That is correct, kind of. The reason a safety ground is required, and can’t be smaller than the power conductors is the need to carry 100% of a shorting current. That is, if your equipment has a 10A fuse or breaker, the safety ground must be able to carry that current amount safely, but if all is well that current should not flow. However, the construction of a metal chassis which is grounded is rather like a Faraday cage so we expect that RF noise should be greatly reduced vs. a plastic enclosure.
The use of cheater plugs to lift the safety ground becomes a problem when a short happens. The 10A of current, or higher now has to travel 24gauge ground wires in the signal cables, potentially causing a fire or minor explosion or both. If a wire melts fast enough it basically evaporates with a bang.
The problem is how equipment makers connect a signal ground to it, and the center tap of a transformer secondary. In an ideal case there would be no metal to metal path between a signal ground and the chassis, or when used, would not carry from component to component.
Even digital devices can have ground loops as a result of non-isolated coaxial or USB inputs.
The best cases are the use of XLR connectors which allow the lifting of ground on one end or the other, eliminating the loop itself.
@cleeds I think you are mixing up 1980’s appliance manufacturing with audio gear.
I can’t think of any piece of audio gear manufactured in the last 50 years which would do this, balanced or unbalanced. It would violate several codes and set you up for some really nasty noise and safety problems if this was true.
I think @cleeds brings up a good point by accident.
The reason ground loops in audio gear happens is probably due to historical oversight.
Stereo appliances went from being all in one units without grounds to separates with a separate chassis ground and, at least for unbalanced signals (using RCA) , never quite reconciled the difference between a signal ground and safety ground.
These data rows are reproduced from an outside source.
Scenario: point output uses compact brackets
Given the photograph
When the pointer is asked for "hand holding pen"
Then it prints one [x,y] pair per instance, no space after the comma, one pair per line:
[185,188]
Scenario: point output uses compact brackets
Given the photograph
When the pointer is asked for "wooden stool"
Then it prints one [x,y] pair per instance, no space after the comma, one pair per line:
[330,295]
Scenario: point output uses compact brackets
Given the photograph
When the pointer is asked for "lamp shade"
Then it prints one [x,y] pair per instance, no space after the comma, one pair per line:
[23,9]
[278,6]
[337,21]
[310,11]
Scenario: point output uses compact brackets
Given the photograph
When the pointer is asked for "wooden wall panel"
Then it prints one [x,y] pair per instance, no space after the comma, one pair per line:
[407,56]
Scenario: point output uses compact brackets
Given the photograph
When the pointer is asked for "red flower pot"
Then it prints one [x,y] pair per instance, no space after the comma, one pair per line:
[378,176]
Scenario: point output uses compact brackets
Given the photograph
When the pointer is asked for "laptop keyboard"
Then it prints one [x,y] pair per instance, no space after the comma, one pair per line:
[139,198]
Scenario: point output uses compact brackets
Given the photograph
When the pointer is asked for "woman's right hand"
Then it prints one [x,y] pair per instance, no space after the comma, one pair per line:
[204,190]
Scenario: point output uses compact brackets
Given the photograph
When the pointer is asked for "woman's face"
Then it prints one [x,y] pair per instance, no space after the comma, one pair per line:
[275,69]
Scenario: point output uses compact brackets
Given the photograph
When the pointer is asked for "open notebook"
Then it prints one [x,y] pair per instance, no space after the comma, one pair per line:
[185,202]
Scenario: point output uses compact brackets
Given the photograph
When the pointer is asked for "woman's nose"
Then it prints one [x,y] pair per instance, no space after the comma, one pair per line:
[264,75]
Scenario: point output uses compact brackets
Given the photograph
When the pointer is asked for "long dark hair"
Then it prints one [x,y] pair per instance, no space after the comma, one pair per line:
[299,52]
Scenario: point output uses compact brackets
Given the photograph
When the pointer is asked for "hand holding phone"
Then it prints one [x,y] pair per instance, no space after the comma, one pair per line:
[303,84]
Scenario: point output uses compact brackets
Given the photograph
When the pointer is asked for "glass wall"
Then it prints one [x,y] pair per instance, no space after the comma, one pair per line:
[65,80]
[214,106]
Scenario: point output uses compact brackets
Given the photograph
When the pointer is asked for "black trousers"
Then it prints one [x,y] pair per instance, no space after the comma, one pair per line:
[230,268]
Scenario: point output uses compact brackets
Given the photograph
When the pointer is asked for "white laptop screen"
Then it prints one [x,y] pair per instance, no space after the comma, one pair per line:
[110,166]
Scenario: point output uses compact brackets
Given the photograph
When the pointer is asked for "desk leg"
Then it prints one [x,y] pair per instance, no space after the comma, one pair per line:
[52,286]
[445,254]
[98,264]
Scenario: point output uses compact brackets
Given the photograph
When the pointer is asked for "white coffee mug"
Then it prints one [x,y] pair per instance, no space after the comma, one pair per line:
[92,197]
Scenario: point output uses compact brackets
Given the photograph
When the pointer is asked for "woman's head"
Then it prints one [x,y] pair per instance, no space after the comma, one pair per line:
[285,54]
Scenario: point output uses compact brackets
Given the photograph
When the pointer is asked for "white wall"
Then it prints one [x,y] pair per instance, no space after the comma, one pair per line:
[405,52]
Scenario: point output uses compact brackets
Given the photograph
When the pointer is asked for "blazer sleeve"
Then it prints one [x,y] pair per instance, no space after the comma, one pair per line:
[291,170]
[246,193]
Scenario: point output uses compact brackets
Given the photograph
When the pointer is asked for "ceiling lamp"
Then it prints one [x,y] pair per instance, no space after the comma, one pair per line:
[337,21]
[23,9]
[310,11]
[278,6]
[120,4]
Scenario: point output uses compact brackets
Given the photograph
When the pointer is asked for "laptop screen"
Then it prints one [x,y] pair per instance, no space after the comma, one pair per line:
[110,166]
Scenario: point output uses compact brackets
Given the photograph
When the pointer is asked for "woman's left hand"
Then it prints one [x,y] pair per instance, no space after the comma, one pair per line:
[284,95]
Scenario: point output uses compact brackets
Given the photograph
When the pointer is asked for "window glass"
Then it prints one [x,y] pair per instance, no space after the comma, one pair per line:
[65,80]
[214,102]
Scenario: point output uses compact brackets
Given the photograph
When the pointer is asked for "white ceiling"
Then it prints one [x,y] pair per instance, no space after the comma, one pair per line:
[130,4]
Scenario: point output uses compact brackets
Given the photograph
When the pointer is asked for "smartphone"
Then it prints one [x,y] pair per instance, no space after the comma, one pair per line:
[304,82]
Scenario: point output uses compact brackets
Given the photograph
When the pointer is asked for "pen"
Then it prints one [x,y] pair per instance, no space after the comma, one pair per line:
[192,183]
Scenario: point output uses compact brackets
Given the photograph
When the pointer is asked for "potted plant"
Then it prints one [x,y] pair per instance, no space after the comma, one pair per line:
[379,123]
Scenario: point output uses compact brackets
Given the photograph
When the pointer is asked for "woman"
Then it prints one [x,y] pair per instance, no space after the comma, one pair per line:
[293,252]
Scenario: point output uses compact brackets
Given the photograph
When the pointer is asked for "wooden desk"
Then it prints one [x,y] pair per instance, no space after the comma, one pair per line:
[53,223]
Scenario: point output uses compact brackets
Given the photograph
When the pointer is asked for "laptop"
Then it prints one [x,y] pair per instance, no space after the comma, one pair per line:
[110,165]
This article may help. Apparently ground pins started appearing in 1967. For some reason people still think of Neutral and Ground as equivalent but don't ask, if they are the same thing why are they on separate pins and conductors?
I'll add something that is somewhat obvious but some may not understand it: Neutral and ground, being tied together at the panel, will both "work" to run a piece of equipment. So if something is wired wrong, there may be no indication until something shorts. Also you might get a bit of a tingle touching the frame which would indicate a problem.
And in Audio Equipment, you can get a noisy ground loop.